Cultura

Costumbres fatídicas

Cristóbal León Campos*

Con la mano extendida permaneció, no era la primera vez, pero sí sería la última, decidió dejar de lastimarse y humillarse. En adelante vería por sí mismo, silenció las voces que durante años prefijaron su existencia, no vivía para sí, vivía para complacer, los condicionantes sociales le provocaron una vida sumergida en lamentaciones, pesadas cargas de las que ni siquiera recordaba su origen, las cargaba fiel a lo que escucha de sí, no imaginaba otra forma de vivir, se sentía inexistente.

Aquélla era una mañana templada con el viento a medio suspirar. El mundo giraba, estaba aturdido, llevaba años cargando la pesada losa; al despojarse de ella se desequilibró. ¿Cómo debía comportarse si toda su vida había seguido el manual? ¿Qué debía hacer, pensar y sentir? ¿Cómo se vive en libertad? Esas preguntas lo atormentaban. ¿Acaso merecía la libertad o era sólo un hereje del bien común?

Comenzó afligido con rumbo incierto, la costumbre pesa, demasiado dirían los sabios, era una mañana común y él jugaba a la libertad. Meditabundo recordó que alguna vez soñó con ver la puesta del Sol, decidido buscó la orilla más cercana, pretendía ver el justo instante en que la tierra renace al otro lado. Se interrogaba ¿por qué esperé tanto?, ¿qué sentido tiene seguir hundido en la desdicha? Uno no suele ser consciente de la forma en que se encadena y se lastima, se olvidó de sí mismo y aceptó las heridas como algo normal, interiorizó la angustia; era su compañía.

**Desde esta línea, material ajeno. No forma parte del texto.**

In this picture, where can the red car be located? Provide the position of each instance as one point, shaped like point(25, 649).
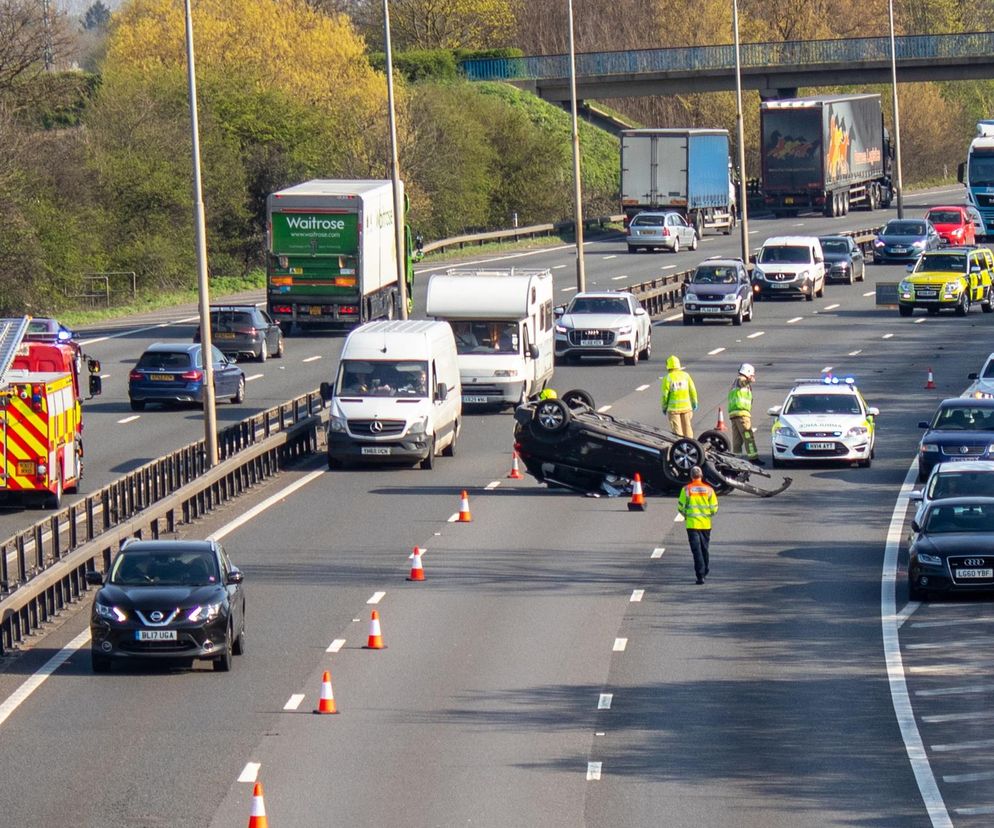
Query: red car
point(954, 224)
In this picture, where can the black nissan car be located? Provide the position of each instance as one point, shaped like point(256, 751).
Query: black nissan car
point(168, 600)
point(953, 549)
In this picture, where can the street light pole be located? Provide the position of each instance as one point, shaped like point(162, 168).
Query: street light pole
point(740, 132)
point(897, 118)
point(398, 205)
point(210, 414)
point(581, 276)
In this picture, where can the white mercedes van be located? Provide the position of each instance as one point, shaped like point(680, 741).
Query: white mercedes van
point(396, 396)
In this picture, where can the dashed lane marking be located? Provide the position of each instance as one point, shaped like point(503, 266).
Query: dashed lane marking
point(294, 701)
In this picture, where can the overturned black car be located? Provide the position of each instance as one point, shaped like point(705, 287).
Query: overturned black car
point(565, 442)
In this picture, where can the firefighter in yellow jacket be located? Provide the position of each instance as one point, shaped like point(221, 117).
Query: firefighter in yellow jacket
point(678, 398)
point(698, 504)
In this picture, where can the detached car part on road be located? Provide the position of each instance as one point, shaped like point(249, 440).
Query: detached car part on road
point(565, 442)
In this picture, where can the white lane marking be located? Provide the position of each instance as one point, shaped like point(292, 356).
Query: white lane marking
point(251, 771)
point(20, 695)
point(294, 701)
point(900, 698)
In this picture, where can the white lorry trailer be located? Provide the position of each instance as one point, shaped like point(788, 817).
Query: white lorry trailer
point(503, 325)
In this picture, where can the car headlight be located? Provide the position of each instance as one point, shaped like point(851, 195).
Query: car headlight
point(109, 612)
point(205, 612)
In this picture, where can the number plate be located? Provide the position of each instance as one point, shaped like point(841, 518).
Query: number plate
point(975, 573)
point(155, 635)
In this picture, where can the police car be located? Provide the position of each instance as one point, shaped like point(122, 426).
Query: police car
point(823, 419)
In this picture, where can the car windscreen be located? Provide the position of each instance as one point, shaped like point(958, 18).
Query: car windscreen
point(597, 304)
point(477, 337)
point(785, 254)
point(822, 404)
point(164, 568)
point(963, 418)
point(382, 378)
point(947, 517)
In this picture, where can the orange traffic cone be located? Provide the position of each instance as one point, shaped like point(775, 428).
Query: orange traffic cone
point(417, 570)
point(327, 702)
point(375, 640)
point(257, 818)
point(464, 515)
point(720, 426)
point(515, 473)
point(637, 503)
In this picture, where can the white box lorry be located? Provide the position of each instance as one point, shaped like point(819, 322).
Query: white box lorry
point(503, 325)
point(396, 396)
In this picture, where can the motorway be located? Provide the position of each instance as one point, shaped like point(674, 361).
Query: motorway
point(559, 666)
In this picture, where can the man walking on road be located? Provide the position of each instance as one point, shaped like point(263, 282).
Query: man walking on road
point(740, 413)
point(678, 398)
point(698, 504)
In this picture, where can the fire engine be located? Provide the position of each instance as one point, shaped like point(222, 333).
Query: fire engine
point(41, 424)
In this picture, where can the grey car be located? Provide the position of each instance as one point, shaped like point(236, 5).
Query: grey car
point(654, 231)
point(719, 289)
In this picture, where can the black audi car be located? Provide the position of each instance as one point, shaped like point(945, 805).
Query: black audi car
point(954, 548)
point(168, 600)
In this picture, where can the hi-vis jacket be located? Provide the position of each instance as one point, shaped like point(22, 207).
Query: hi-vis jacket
point(698, 504)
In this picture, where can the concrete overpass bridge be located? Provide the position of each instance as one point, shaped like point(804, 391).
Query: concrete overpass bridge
point(775, 69)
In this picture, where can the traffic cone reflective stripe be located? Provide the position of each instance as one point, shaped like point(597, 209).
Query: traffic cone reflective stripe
point(464, 515)
point(327, 701)
point(257, 818)
point(515, 473)
point(417, 570)
point(637, 503)
point(375, 640)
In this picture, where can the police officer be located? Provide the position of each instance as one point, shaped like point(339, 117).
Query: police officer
point(678, 398)
point(740, 414)
point(698, 504)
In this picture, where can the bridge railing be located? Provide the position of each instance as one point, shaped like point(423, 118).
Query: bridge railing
point(722, 57)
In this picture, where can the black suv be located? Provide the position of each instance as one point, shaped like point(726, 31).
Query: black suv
point(168, 600)
point(244, 330)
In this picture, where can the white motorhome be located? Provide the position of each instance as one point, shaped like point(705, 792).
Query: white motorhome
point(396, 396)
point(503, 325)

Al mediodía se encontró con el mar. Tenía miedo, se le notaba, temblaba, evidenciaba la incertidumbre. ¿Estoy haciendo lo correcto? ¿Puede el ser humano transgredir siglos del bien común? ¿No estaría provocando un desconcierto universal? No sabía nada, al menos no era consciente de lo que sabía, recordaba su mano extendida, se atormentaba pensando que debió esperar más, deliberaba si debió permanecer un poco, en el fondo, algo le decía que siguiera, eran muchos años sin ver la puesta del Sol.

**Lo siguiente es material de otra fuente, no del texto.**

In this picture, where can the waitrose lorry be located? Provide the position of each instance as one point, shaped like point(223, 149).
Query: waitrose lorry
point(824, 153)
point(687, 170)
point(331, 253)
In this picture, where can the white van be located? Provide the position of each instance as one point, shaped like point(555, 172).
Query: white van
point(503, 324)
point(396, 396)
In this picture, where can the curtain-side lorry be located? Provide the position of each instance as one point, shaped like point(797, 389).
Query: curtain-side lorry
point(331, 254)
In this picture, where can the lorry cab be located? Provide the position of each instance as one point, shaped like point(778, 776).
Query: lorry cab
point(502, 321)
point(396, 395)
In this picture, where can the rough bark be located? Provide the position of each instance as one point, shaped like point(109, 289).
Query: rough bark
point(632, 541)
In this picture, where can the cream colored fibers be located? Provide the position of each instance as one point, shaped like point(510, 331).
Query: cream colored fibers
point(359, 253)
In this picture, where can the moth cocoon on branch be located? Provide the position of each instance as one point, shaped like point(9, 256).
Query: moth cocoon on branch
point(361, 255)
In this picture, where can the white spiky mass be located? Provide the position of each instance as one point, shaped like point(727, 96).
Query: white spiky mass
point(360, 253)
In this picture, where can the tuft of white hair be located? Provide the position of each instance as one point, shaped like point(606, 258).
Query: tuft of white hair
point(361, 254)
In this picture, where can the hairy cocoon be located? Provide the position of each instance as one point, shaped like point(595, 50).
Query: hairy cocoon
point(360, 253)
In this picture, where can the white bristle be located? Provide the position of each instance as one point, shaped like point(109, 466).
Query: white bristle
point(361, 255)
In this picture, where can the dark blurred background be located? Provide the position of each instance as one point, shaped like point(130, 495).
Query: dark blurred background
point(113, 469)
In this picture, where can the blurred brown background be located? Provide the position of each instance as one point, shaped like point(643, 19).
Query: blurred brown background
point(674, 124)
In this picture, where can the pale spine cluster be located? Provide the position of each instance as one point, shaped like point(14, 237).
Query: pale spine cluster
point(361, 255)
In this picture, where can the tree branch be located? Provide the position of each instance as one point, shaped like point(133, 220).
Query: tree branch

Distinguió una sombra a los pies de una palmera, las hojas adormecían con su vaivén, se posó en ella, se sintió extraño, pensó en quedarse ahí, al fin de cuentas el Sol se oculta todos los días, la idea de permanecer al resguardo bajo la palmera le parecía idónea. ¿Acaso hay diferencia de un día al otro? ¿Es tanta la prisa por llegar a la orilla? ¿Acaso no es el mismo espectáculo natural que por siglos sucede? Ya no temblaba pero sentía de nuevo un gran peso en el cuerpo, no entendía lo que podía estarle ocurriendo, meditó, profesaba agotamiento. Se fijó en las hojas que se mecían hasta que por un instante volteó, lo sedujo un susurro, era como un lamento, el viento parecía hablarle. Se sacudió el letargo y siguió su paso, al fin de cuentas había llegado hasta ahí para ver al Sol despedirse.

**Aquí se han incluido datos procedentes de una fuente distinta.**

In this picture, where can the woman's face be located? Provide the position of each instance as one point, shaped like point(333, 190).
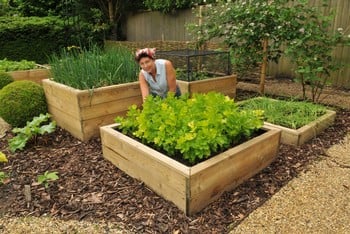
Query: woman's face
point(147, 64)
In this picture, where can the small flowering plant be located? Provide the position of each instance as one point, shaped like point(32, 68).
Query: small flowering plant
point(257, 30)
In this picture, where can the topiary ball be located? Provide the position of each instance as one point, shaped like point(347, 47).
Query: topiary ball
point(21, 101)
point(5, 79)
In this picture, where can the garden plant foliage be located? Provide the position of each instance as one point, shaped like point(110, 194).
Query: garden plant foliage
point(195, 128)
point(288, 113)
point(33, 128)
point(9, 65)
point(93, 68)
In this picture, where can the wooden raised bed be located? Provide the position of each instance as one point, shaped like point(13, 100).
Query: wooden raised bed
point(225, 85)
point(82, 112)
point(189, 188)
point(301, 135)
point(35, 75)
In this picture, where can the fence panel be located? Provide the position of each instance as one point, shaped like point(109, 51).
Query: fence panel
point(153, 26)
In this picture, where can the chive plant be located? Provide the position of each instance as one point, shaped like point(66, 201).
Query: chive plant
point(93, 68)
point(288, 113)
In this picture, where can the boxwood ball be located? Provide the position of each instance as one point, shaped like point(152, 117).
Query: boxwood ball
point(20, 101)
point(5, 79)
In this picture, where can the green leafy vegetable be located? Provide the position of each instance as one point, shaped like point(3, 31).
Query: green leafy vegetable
point(32, 129)
point(288, 113)
point(194, 128)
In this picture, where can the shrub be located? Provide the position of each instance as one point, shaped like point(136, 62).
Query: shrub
point(5, 79)
point(9, 65)
point(21, 101)
point(36, 38)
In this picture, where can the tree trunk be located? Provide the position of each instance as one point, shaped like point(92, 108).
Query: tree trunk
point(265, 44)
point(111, 14)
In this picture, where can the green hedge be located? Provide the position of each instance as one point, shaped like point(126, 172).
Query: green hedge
point(36, 38)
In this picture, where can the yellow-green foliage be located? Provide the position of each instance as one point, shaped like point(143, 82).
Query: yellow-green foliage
point(5, 79)
point(21, 101)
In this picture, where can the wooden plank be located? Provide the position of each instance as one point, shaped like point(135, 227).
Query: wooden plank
point(91, 127)
point(147, 166)
point(35, 75)
point(226, 171)
point(61, 97)
point(108, 108)
point(184, 86)
point(314, 128)
point(108, 94)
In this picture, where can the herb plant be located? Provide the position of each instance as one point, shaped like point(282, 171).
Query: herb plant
point(194, 128)
point(288, 113)
point(88, 69)
point(8, 65)
point(47, 177)
point(3, 175)
point(31, 130)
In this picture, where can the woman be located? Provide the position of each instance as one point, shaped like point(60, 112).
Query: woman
point(157, 76)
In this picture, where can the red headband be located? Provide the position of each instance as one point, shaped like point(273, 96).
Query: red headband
point(150, 52)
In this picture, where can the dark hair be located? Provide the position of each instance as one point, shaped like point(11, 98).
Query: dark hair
point(146, 52)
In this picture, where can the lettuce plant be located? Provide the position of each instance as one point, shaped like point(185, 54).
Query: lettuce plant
point(31, 130)
point(195, 128)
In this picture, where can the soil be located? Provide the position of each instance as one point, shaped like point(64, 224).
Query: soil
point(91, 188)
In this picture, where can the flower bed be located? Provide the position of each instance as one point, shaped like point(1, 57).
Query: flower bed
point(82, 112)
point(300, 134)
point(190, 188)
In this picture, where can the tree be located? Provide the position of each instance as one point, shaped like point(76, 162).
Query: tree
point(311, 51)
point(254, 29)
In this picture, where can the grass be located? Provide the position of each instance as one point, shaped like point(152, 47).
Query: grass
point(287, 113)
point(88, 69)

Prosiguió con aliento nuevo, estaba tan cerca y perdía el tiempo, miró al mar, respiró, era una tarde de ésas que en las novelas hablan de amor, él, al fin, estaba de frente al ocaso. Las nubes rojizas tranquilizaban el paisaje, ya no sentía la pesada losa. Intuyó que la palmera se llamaba costumbre y que la sombra era el miedo, que su mano no podía estar extendida un segundo más, que ninguna puesta del Sol es igual a otra, que los días pasan y dejamos de apreciar lo importante, nos sumimos en banas rutinas y nos resignamos sin sentir, nos perdemos de nuestra real esencia y aceptamos lo que nunca deseamos. Sintió la libertad, recordó los anhelos y deseó su realización. Con el crepúsculo analizó su vida y se despojó de sus antiguas costumbres fatídicas.